PORT ANGELES – “Strength Through Unity” is the battle cry of the 2016 Peninsula College women’s soccer team, a team that departs Thursday for the Northwest Athletic Conference Final Four.

A good argument could also be made for “strength in numbers.”

Head coach Kanyon Anderson carries 29 players on his active roster – and all 29 have not only played significant minutes, but 21 of them have scored goals.

“Depth allows us to protect bodies,” Anderson said. “Playing two games a week, without a bye for eight weeks is a brutal schedule.”

The Pirates use their depth to overcome injuries, which can be significant in collegiate soccer, as demonstrated by their counterparts, the NWAC’s top-ranked Peninsula men, who fell to Tacoma in a quarterfinal playoff Saturday in a match that saw five starters miss action due to injuries.

The Pirate women have had their share of injuries over the season as well, but are healthier now than they’ve been since August.

Coach Anderson hopes to harness the strength of his roster, that is not only united and deep, but also very talented, to bring home a championship trophy this weekend.

Peninsula opens the NWAC championship finals with a 12:30 semifinal match Friday against North Idaho. Pirate fans are expected to gather on campus for a send-off at 8 a.m on Thursday morning.

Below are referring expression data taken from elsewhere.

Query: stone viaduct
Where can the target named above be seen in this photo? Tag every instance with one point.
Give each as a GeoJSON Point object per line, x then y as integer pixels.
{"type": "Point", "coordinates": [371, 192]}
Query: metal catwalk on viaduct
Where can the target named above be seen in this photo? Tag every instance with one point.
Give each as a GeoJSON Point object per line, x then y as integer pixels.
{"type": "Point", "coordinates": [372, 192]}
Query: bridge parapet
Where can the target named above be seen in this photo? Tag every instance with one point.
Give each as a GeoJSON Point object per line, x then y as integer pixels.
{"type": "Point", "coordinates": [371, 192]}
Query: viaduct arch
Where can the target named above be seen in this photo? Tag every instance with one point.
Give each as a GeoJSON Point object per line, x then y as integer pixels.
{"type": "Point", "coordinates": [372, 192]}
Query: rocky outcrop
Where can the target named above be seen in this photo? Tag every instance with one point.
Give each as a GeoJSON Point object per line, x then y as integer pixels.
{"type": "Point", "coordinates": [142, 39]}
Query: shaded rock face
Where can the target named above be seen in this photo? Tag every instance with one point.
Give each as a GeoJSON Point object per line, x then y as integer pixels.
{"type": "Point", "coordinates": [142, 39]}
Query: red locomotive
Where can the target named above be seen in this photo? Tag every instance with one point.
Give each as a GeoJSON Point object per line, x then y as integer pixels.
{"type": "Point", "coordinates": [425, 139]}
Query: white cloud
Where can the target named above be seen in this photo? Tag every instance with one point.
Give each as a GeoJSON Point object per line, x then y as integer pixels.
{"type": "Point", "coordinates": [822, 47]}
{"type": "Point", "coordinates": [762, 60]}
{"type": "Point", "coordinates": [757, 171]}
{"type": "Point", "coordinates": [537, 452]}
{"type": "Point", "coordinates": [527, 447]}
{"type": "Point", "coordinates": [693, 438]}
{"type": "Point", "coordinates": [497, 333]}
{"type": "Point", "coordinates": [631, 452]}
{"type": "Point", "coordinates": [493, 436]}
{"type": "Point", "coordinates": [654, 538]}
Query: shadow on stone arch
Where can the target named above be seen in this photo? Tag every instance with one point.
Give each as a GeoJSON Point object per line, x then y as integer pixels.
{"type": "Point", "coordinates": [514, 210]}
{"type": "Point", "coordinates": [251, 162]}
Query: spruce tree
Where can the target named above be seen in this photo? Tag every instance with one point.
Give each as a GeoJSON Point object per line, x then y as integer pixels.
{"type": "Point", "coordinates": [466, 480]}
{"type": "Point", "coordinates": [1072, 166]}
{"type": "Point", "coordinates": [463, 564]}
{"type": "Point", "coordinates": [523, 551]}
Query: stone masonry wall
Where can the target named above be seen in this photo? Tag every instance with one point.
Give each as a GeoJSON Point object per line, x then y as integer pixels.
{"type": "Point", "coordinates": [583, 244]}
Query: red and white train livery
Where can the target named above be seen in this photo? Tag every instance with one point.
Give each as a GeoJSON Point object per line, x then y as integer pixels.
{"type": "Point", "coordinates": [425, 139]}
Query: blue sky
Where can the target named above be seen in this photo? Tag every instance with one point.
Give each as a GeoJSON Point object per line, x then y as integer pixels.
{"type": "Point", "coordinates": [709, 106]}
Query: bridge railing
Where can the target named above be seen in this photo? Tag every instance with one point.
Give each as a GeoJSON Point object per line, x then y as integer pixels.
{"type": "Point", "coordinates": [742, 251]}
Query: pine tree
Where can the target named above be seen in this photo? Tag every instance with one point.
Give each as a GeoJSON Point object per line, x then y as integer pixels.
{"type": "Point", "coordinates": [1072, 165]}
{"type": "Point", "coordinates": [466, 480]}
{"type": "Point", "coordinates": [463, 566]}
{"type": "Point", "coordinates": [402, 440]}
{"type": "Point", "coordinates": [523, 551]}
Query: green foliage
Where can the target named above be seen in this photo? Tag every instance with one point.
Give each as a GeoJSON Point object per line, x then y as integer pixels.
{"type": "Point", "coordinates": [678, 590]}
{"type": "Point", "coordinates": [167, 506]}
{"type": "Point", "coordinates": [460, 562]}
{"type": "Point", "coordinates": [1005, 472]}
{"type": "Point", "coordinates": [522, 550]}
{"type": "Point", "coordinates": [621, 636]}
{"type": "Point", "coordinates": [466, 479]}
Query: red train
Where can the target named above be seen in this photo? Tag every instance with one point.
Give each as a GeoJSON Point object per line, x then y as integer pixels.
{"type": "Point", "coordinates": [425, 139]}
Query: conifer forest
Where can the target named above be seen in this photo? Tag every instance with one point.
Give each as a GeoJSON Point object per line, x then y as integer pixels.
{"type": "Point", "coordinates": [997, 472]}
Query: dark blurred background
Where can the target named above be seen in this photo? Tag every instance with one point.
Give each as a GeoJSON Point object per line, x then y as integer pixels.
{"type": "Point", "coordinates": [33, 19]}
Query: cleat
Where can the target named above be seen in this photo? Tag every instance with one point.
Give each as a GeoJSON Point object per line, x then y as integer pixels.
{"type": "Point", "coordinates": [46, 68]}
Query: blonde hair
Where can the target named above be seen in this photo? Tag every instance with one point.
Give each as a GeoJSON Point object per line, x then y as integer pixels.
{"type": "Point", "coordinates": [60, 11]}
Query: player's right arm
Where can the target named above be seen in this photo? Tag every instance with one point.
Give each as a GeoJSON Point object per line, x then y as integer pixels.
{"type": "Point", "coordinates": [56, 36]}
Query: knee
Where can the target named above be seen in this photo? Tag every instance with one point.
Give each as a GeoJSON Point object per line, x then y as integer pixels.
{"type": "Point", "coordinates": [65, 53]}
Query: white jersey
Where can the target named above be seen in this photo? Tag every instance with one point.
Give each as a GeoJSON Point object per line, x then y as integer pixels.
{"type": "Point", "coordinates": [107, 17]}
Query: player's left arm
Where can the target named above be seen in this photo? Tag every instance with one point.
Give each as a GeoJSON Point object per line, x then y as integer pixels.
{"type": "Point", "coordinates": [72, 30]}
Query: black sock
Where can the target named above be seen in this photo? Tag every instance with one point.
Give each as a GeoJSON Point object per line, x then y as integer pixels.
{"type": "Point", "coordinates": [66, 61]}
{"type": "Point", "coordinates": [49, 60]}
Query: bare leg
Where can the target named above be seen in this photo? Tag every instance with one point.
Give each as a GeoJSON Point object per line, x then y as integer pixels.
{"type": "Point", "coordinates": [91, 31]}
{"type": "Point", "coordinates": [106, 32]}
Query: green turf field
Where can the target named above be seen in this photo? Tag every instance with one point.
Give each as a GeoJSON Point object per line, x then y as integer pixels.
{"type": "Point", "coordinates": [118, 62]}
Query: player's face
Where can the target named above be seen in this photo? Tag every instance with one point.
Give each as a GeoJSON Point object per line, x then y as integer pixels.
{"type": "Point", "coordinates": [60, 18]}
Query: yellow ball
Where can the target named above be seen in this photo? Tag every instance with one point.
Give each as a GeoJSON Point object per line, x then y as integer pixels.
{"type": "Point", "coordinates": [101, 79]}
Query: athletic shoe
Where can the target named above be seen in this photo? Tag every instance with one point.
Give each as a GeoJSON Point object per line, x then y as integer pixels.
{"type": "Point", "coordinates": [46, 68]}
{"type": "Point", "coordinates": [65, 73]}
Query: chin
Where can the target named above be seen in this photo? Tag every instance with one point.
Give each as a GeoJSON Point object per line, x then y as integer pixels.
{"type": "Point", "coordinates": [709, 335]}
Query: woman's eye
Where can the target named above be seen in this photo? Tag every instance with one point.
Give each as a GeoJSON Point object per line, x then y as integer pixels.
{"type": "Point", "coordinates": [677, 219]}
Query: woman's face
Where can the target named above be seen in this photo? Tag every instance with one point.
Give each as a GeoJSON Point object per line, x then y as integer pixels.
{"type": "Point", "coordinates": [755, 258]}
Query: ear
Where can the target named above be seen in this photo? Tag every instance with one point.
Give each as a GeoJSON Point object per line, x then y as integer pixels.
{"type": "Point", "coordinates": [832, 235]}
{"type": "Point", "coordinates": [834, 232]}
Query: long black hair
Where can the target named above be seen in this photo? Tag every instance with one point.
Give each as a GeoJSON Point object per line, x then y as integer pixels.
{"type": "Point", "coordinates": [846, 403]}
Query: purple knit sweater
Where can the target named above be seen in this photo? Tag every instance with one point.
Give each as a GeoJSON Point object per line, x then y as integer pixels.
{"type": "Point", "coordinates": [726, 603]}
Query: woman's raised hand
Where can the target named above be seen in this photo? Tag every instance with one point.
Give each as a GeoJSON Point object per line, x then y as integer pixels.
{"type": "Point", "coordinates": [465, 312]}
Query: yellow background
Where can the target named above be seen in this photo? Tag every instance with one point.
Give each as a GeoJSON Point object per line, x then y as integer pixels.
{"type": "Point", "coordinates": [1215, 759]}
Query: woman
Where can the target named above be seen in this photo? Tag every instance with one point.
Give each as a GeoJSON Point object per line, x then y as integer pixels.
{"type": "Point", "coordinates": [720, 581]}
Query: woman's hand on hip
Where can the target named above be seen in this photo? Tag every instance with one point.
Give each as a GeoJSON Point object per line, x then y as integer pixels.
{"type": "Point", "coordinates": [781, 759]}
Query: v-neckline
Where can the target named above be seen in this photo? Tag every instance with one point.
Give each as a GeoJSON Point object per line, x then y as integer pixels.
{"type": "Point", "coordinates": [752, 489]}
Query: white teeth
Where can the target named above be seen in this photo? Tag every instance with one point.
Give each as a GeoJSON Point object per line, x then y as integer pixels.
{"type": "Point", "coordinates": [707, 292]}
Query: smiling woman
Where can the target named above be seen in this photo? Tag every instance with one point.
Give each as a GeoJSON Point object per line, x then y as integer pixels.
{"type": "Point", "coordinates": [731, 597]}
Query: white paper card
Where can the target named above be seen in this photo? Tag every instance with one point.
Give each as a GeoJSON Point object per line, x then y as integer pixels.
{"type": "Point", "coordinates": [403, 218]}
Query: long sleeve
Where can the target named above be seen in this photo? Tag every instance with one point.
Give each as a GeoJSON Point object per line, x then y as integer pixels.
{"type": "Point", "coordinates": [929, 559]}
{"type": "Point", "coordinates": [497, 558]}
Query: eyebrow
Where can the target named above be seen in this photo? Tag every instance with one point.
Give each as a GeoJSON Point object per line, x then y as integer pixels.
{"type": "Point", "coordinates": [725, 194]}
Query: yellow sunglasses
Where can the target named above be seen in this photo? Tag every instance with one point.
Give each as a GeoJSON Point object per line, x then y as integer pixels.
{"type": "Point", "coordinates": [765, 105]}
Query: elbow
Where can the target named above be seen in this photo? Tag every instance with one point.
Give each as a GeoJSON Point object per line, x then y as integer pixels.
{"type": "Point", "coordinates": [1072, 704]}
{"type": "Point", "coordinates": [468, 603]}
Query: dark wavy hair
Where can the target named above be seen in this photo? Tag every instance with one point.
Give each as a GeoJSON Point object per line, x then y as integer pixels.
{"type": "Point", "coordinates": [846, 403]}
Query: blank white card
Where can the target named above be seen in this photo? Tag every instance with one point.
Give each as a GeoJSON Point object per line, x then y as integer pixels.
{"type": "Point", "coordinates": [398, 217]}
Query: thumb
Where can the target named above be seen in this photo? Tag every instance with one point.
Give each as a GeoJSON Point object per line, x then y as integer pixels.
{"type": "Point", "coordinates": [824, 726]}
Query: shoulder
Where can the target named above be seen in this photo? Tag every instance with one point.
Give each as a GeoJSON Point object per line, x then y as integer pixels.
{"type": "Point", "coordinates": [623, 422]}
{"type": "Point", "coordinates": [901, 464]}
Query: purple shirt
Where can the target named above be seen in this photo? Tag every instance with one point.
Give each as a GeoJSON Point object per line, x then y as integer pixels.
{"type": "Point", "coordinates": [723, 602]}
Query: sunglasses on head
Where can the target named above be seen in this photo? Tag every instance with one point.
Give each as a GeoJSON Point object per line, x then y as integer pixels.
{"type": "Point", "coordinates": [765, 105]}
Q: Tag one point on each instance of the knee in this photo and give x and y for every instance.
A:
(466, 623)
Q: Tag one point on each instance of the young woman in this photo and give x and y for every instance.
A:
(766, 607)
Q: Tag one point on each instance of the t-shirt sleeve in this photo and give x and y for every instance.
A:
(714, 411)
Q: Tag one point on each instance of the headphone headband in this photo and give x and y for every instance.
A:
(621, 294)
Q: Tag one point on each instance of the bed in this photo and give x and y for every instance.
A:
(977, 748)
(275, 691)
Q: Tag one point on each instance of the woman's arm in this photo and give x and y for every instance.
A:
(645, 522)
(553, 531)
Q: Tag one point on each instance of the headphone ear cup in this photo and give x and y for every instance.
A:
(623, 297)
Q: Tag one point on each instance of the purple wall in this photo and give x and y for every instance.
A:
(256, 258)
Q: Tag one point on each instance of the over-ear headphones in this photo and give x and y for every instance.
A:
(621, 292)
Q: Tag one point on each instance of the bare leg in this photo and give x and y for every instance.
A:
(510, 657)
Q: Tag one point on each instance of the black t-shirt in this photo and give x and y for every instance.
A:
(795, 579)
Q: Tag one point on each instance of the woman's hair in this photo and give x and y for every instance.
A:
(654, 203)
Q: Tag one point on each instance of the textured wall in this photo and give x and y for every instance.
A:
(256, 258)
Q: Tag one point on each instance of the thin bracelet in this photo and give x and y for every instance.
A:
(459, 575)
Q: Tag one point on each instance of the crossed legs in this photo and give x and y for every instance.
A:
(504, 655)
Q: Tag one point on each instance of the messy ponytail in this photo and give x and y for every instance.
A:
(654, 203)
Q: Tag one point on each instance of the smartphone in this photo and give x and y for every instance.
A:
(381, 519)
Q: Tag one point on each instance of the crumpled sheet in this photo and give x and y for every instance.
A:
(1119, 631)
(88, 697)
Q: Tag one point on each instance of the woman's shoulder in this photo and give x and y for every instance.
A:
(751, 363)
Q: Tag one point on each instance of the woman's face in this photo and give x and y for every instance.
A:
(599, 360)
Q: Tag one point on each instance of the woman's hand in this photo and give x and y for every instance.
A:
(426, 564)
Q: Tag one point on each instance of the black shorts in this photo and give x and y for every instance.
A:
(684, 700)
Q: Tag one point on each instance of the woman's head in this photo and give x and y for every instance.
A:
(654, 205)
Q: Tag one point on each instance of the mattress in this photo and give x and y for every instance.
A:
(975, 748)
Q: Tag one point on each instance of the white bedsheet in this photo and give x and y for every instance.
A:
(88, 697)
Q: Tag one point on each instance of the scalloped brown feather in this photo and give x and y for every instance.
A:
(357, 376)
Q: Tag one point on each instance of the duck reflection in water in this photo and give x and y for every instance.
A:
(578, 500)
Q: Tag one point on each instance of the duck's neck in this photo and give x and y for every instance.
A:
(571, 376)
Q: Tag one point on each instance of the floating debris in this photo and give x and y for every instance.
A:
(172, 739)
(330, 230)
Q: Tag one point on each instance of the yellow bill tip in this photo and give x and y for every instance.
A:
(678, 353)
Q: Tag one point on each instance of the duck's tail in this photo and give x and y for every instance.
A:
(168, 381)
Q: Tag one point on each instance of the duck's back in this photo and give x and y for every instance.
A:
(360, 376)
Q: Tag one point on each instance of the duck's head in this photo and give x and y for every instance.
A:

The Pirates (17-1-1) are ranked No. 1 in the NWAC and No. 12 in the latest National Soccer Coaches Association of America Division I Junior College Poll. They won their sixth straight region championship, they are playing in the sixth straight Final Four, and they completed their sixth straight season at Sigmar Field where they have never lost a home soccer match.

North Idaho is ranked No. 6 in the final NWAC poll, the Cardinals are not nationally ranked, and the Coeur d’alene women only last year returned to the NWAC following several years where they played in the National Junior College Athletic Association.  Prior to that, the Cards won NWAC women’s soccer championships in 2003 and 2001.

The Pirates have scored 89 goals and allowed just five in 19 matches this season. They have 16 shutouts.

North Idaho, a team that finished second in the East Region behind defending NWAC champion Spokane, has scored 48 goals, given up just 13, and recorded nine shutouts.

Both teams share the scoring load among their rosters. Hoku Afong leads the Pirates with 15 goals, followed by Sydney Warren with 11, Ellie Small with eight, Marriah Perez seven and Maddy Parton six. Emily Aspden and Jocelyn Cook-Cox lead NIC with nine each, followed by Sterling Healy with seven and Megan Lowery with six.

“North Idaho is good,” Anderson said. “They are stronger than any team in the South and they deserve to be at the finals. We will need to play well to win, but we are confident that we have a chance to advance to the finals.”

The Pirates have been training for this weekend as a unit since August.

“We talk about our training sessions being the most important aspect of what we do,” Anderson said. “Training requires full effort from every player and this is the source of our pride.  We also focus on the successes of the men's team, the basketball program, the college, the classroom, the local high school programs, and the youth programs.”

He said they approach the season and the playoffs the same way.

“One game at a time, with an awareness that these games do not define our vision of success, Anderson said. “Our successes are based on the work we have done for the last three months and what we do for the next six months.”